Le patrimoine personnel de l'ancien maire, qui n'avait pas d'héritier, comprenait sa maison, un appartement à Chamalières, des terrains constructibles ou destinés à des activités agricoles qui devraient être mis en vente d'ici à la fin de l'année, du mobilier, une assurance-vie...
Dans le lot, il y avait aussi l'ancien atelier de son père, sabotier. Le conseil municipal a souhaité garder cet espace pour le mettre à disposition d'un artisan d'art, une fois que les nécessaires travaux de rénovation seront terminés. Pour vérifier l'utilisation du legs, un comité composé d'élus, de membres de l'association Les Amis du prieuré et de l'exécuteur testamentaire, a été créé la semaine dernière.
Lorsque l'on ouvre l'enveloppe et que l'on découvre la teneur du legs, c'est beaucoup d'émotion. On se doit de l'honorer en exécutant du mieux possible les volontés de Jean-Claude.
Sylvain LelièvreMaire de Saint-Hilaire-Lacroix
"Des bouffées d'oxygène"
Maire de Craponne-sur-Arzon en Haute-Loire, Laurent Mirmand se souvient aussi parfaitement de l'émotion qui l'a submergé en découvrant le legs d'une habitante du village, décédée en 2018. "Marguerite Vallade a passé sa jeunesse ici, était revenue s'installer dans les années 90 et souhaiter laisser une trace de sa vie... On ne s'attendait pas à une somme aussi faramineuse", raconte l'élu, avant d'annoncer le montant de l'ensemble des biens. Plus d'un million d'euros.
Ce sont des personnes qui n'ont pas ou peu de famille. À travers ce geste, elles souhaitent laisser leur nom quelque part. Elles nous demandent aussi d'entretenir leur tombe.
Laurent MirmandMaire de Craponne-sur-Arzon
Ces donations peuvent changer la vie d'une commune, celles-ci étant souvent plongées dans les difficultés financières. En 2020, par exemple, un legs de 110 000 euros a donné un beau coup de pouce à la ville de Montluçon dans la restauration de son château de la Louvière. "Ce sont des bouffées d'oxygène qui permettent de faire plus de projets. On peut financer en une année ce qui nous aurait pris un mandat à réaliser", reconnaît Laurent Mirmand.

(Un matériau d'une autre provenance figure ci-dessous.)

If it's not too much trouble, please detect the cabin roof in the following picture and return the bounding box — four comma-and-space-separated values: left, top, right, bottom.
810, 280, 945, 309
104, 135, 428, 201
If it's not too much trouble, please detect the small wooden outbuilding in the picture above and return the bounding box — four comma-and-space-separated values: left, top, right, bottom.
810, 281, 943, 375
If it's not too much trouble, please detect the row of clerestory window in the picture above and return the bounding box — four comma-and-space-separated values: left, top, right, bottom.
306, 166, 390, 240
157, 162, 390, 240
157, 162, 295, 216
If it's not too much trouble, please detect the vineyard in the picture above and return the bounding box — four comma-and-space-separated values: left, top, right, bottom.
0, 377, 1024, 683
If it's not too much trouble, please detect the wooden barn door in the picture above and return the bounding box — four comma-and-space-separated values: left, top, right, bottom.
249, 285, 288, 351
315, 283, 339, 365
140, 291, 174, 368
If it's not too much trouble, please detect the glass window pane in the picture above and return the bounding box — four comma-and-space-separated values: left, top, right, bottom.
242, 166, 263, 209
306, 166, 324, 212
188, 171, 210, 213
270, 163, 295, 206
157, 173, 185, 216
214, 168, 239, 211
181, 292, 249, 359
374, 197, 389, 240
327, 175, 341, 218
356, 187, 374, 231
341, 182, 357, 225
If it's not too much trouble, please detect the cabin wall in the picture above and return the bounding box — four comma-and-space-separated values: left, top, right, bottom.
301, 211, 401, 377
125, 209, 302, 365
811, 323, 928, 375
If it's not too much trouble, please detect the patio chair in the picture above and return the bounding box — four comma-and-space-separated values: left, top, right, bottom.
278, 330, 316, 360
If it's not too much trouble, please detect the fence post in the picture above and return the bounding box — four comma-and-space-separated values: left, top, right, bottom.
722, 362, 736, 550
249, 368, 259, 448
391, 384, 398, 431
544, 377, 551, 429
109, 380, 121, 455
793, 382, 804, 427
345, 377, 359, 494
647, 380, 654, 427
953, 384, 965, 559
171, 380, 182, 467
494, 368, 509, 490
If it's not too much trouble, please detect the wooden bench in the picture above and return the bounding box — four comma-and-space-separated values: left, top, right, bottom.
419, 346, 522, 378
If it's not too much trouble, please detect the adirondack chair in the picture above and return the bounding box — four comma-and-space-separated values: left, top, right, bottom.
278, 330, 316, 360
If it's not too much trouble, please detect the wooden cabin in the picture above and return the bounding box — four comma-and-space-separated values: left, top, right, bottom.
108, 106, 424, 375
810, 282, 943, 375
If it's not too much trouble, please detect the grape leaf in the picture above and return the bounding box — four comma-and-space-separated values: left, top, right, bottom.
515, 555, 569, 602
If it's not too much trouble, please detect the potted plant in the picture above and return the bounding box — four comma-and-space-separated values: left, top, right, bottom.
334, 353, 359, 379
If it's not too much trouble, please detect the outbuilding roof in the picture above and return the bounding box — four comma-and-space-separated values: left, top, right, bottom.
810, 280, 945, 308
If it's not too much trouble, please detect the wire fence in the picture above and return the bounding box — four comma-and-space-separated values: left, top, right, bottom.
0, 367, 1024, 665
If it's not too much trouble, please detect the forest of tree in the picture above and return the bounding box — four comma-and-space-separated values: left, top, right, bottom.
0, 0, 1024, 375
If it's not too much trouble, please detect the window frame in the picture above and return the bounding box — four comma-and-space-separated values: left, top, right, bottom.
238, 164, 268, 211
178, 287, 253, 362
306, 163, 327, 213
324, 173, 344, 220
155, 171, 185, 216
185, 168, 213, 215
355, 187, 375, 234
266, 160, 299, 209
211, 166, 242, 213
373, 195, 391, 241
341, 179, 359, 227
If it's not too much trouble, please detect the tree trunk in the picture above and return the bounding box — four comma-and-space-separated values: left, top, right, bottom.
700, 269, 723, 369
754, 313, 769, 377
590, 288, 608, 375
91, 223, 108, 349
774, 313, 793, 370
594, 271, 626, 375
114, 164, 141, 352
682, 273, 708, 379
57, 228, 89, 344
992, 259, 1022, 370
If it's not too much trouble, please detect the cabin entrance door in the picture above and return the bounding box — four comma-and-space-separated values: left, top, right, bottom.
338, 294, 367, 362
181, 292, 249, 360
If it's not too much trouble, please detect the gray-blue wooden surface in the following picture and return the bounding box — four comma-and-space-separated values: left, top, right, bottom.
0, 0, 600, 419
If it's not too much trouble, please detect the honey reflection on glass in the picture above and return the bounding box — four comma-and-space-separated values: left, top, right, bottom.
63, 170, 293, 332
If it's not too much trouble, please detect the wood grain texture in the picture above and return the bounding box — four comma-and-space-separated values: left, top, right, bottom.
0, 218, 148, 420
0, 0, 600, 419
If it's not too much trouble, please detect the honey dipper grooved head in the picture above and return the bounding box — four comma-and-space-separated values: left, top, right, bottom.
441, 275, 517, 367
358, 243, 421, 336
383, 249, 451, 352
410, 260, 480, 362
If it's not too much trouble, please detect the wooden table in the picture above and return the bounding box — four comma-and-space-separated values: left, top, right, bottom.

Construction d'une maison de santé
Une partie du legs de Marguerite Vallade a servi à la construction d'une maison de santé et la rénovation tant attendue de la médiathèque et du groupe scolaire qui porte désormais le nom de cette ancienne enseignante. Dans son testament, cette dernière avait aussi émis le souhait de réhabiliter une chapelle de la commune pour que des célébrations puissent y être organisées. L'inauguration est espérée pour la messe de Noël 2024.
Une quinzaine d'années auparavant, Craponne-sur-Arzon avait déjà reçu un legs de 100 000 euros. Le maire espère que cela donne des idées à d'autres habitants. D'autant que ces héritages ne sont pas soumis à des frais de succession. "C'est un très beau cadeau, mais il faut avoir conscience que recevoir un legs est délicat, insiste Laurent Mirmand. Nous avons une énorme responsabilité en choisissant la façon dont on va le dépenser. Il ne faut surtout pas le gâcher."